A Mistake the Mint Almost Cannot Make
Off-metal errors happen when a planchet intended for one denomination finds its way into the press of another. In this case, a nickel blank, roughly 3.05mm smaller in diameter than a quarter planchet, slipped into a Denver press striking Wilma Mankiller quarters in 2022. The undersized blank sat inside the collar, so the design of both dies landed on a canvas too small to hold it, leaving the outer legends crowded against the edge and the coin visibly dwarfed inside its holder.

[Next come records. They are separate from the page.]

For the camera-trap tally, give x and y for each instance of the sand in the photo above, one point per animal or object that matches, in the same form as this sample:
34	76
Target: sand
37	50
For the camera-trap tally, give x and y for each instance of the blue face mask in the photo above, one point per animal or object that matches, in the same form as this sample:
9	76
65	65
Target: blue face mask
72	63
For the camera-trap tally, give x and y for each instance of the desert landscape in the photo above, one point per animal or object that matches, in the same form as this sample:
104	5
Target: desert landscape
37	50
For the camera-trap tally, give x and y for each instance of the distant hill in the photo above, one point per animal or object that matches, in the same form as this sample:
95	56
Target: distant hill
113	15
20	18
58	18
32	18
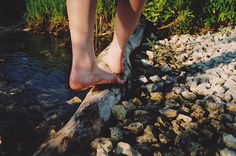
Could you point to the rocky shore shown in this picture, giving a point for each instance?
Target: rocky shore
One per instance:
(182, 100)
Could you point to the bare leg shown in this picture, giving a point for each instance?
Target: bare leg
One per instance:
(127, 15)
(85, 72)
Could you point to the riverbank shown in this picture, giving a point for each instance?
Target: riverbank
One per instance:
(181, 102)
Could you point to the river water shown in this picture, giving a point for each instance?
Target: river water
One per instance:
(34, 71)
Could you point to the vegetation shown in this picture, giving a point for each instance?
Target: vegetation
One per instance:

For most of the twentieth century, errors like this escaped the Mint with some regularity. Modern production has changed that. According to Byers, no other U.S. off-metal mint errors dated 2020 or newer are known in any collection, auction record, or dealer inventory. Tightened quality control and automated riddling have effectively closed the pipeline that once fed this corner of the hobby. When a piece like this surfaces anyway, it arrives as evidence of just how rarely the system now fails.
The Sally Ride Precedent
The Mankiller quarter has exactly one companion. The first off-metal reported from the American Women Quarters program was a 2022-P Dr. Sally Ride quarter, also struck on a nickel planchet, certified MS 67 by NGC. That coin sold through a GreatCollections auction in 2023 for $10,181, a result that established the market’s appetite for major errors from this series.

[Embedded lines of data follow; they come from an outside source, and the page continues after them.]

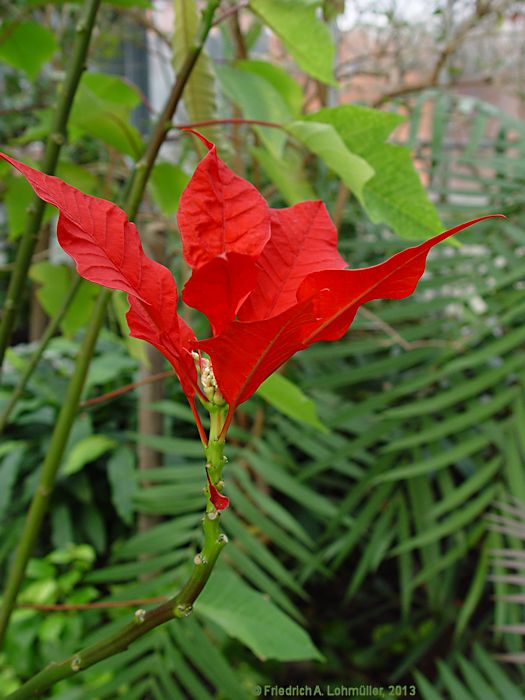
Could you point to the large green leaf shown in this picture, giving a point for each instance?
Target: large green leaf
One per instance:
(26, 46)
(288, 398)
(281, 80)
(308, 40)
(257, 98)
(102, 108)
(199, 91)
(395, 195)
(250, 617)
(286, 173)
(325, 141)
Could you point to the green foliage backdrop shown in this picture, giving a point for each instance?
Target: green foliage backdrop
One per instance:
(363, 482)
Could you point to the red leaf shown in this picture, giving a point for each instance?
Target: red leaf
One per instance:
(107, 250)
(394, 278)
(219, 287)
(219, 501)
(175, 345)
(98, 236)
(220, 212)
(246, 353)
(303, 240)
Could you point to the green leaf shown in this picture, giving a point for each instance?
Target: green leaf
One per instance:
(281, 81)
(288, 398)
(55, 281)
(395, 195)
(247, 615)
(77, 176)
(324, 141)
(121, 472)
(19, 195)
(286, 174)
(304, 35)
(257, 99)
(102, 109)
(85, 451)
(166, 184)
(26, 46)
(199, 92)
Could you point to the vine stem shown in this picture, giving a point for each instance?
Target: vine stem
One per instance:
(68, 411)
(54, 143)
(179, 606)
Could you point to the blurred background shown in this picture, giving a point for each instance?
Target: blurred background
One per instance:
(378, 484)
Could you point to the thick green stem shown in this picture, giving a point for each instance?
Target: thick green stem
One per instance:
(54, 143)
(179, 606)
(57, 445)
(69, 408)
(35, 358)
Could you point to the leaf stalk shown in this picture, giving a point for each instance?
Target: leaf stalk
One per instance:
(54, 143)
(69, 408)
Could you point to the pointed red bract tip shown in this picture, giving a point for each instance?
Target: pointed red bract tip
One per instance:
(209, 145)
(219, 501)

The pairing is fitting in its own way. The American Women Quarters program ran from 2022 through 2025, honoring twenty trailblazing figures in civil rights, science, space, government, and the arts, five per year. Of those twenty designs, the only two known to exist as dramatic mint errors honor Wilma Mankiller, the first woman elected Principal Chief of the Cherokee Nation, and Sally Ride, the first American woman in space. Both errors emerged from the program’s very first year, and no third example has surfaced since.
The Laura Gardin Fraser Connection
There is a quieter historical thread running through this coin. Every American Women quarter carries the same obverse: a portrait of George Washington designed by Laura Gardin Fraser in 1932 for the original Washington quarter competition. The Mint passed over her design at the time in favor of John Flanagan’s, and Fraser’s Washington waited nearly seven decades before appearing on the 1999 $5 gold commemorative, then finally reaching the circulating quarter in 2022.

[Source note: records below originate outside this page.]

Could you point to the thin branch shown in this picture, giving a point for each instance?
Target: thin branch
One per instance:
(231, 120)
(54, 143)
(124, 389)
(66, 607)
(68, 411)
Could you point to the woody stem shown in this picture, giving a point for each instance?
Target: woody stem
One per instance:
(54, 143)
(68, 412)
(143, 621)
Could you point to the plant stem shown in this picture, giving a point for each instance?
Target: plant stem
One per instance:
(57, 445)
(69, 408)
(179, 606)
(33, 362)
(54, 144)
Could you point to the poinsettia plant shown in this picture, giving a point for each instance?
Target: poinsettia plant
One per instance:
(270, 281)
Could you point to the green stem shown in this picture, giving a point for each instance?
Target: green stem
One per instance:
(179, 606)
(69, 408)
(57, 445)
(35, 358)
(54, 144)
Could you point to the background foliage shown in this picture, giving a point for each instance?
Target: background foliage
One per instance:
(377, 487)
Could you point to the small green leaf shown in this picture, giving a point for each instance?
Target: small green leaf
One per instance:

Byers notes a personal connection to that history as well, having discovered and sold Fraser’s original obverse plaster model for the rejected 1932 design. Commentary from CoinWeek makes the broader point: this single coin sits at the intersection of several collecting communities at once, error specialists drawn to the wrong-planchet strike, Washington quarter collectors tracking the series, modern-issue collectors who understand how scarce post-2020 errors are, and collectors of women on U.S. coinage who see the line connecting Mankiller, Ride, and Fraser herself.
What It Means
Certified populations do not get smaller than this. Two coins define the entire off-metal record of a twenty-design, four year national coin program, and this Mankiller quarter is the only example bearing a Denver mintmark. Whether it eventually crosses an auction block or settles quietly into a specialized collection, its significance is already fixed: it is one half of the complete story of what happens, on the rarest of occasions, when the modern Mint gets it wrong.